И спросил Михаила Петровича:

— Кому-нибудь говорили здесь, что идете… проверять Кука?

— Разве только нашему посланнику. Говорят же: “Не хвались на рать идучи”. Англичане позже узнают, Василий Михайлович, о нашем пути. А впрочем, в секрете не держим!

— А если бы знали, куда идете, как думаете, помогли бы или оскорбились? — рассуждал вслух Головнин. — Будь не мы, а французы, — от преждевременной славы некуда было бы деться. На берегу толпились бы монахи и купцы, провожая их. Ну, а русские собственной доблести не привыкли удивляться.

— А почему вы монахов и купцов помянули, Василий Михайлович?
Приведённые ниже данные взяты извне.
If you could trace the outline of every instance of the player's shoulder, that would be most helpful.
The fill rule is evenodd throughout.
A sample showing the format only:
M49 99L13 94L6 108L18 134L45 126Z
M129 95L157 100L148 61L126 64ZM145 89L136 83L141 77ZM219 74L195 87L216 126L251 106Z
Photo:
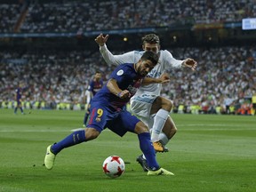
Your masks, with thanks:
M143 55L145 52L144 51L133 51L133 54L135 58L141 58L141 56Z

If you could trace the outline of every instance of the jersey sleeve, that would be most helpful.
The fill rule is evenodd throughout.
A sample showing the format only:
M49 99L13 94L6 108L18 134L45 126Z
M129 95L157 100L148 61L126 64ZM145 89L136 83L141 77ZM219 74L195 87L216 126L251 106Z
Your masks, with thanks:
M120 55L113 55L106 44L100 46L100 52L108 66L117 66L122 63L134 63L134 52L129 52Z
M88 86L88 91L92 92L93 91L93 87L94 87L93 81L91 81L90 84Z
M167 68L180 68L181 63L184 61L184 60L176 60L175 58L173 58L172 53L168 52L167 50L164 51L164 60L165 63L165 67Z

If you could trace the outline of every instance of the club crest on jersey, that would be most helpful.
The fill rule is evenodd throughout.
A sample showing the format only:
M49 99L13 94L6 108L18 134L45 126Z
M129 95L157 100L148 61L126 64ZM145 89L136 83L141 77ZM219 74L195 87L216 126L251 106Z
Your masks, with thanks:
M119 71L117 71L116 75L117 76L122 76L124 74L124 70L120 69Z

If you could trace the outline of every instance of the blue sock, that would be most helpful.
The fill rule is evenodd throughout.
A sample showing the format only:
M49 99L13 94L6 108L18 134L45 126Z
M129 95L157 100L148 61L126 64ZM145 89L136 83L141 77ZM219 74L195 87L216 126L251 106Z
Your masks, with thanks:
M140 134L138 134L138 138L140 140L140 148L143 152L144 156L146 156L148 167L151 170L159 169L159 164L157 164L156 159L156 152L150 140L150 133L142 132Z
M88 121L88 117L89 117L89 115L90 115L90 109L88 109L85 113L85 116L84 116L84 124L87 124L87 121Z
M76 131L72 134L68 135L68 137L66 137L64 140L52 145L51 148L51 151L53 154L57 155L63 148L79 144L84 141L85 141L85 131L84 130Z

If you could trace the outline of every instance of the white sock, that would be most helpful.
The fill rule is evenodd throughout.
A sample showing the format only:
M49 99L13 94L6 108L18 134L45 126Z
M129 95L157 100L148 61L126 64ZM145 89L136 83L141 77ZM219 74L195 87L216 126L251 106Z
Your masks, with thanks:
M163 127L166 122L166 119L168 118L168 116L169 111L166 111L162 108L158 110L157 113L156 114L151 133L152 142L159 140L159 134L163 130Z
M159 140L162 141L164 146L165 146L170 140L164 132L159 134Z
— Монахи, видите ли, Михаил Петрович, в случае неудачи экспедиции, скажут, что церковь своего благословения не давала и этим попытаются укрепить веру в божественное провидение. Ну, а купцы, те из корысти…

ГЛАВА ДВЕНАДЦАТАЯ

Англия — страна почт и экипажей. Это мнение о ней путешественников нельзя не разделить. Беллинсгаузена веселил вид фуры, запряженной четырнадцатью лошадьми. Казалось, передвигали дом и улица расширялась по мере того, как уходила фура. Безотчетно веселил важностью своей и почтальон в цилиндре, колокольчиком извещавший о своем появлении. К нему несли письма, и он, церемонно раскланиваясь, опускал их в громадную, висевшую у него на боку сумку.
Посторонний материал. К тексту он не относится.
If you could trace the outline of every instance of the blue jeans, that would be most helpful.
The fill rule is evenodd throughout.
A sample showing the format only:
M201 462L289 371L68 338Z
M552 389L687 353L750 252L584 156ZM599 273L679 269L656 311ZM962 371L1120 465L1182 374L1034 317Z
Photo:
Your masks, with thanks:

Моряки хотели побывать в Гринвичском инвалидном доме, в Британском музее и в “Водяном театре”, единственном в своем роде, где подмостки и сцену заменял большой бассейн и где разыгрывали трафальгарское сражение, войны с пиратами и открытия новых земель. Действие таких пьес тянулось по четыре часа, корабль попадал в штормы, терпел крушения и вновь оказывался на нежно-голубой, одного цвета с небом, бирюзовой глади. Несколько пловцов, “артистов бурь”, ныряя создавали подобие смерча, дергали вниз легкий, из тонких досок сооруженный корабль, они же попеременно представляли лоцманов и горделиво-спокойного капитана на мостике. И здесь “искали шестой материк”, поминали Кука и утешались выловленным где-то за мысом Горн, у южной оконечности Америки, таинственным сундуком, в котором хранились дневники неизвестного погибшего капитана. Головнин утверждал, что в “Водяном театре”, или, как называли его здесь, в театре “Садлены колодцы”, всегда полно зрителей, среди которых много бывших моряков и сам король нищих, лицо в городе именитое и властное в своей среде не менее, чем полиция.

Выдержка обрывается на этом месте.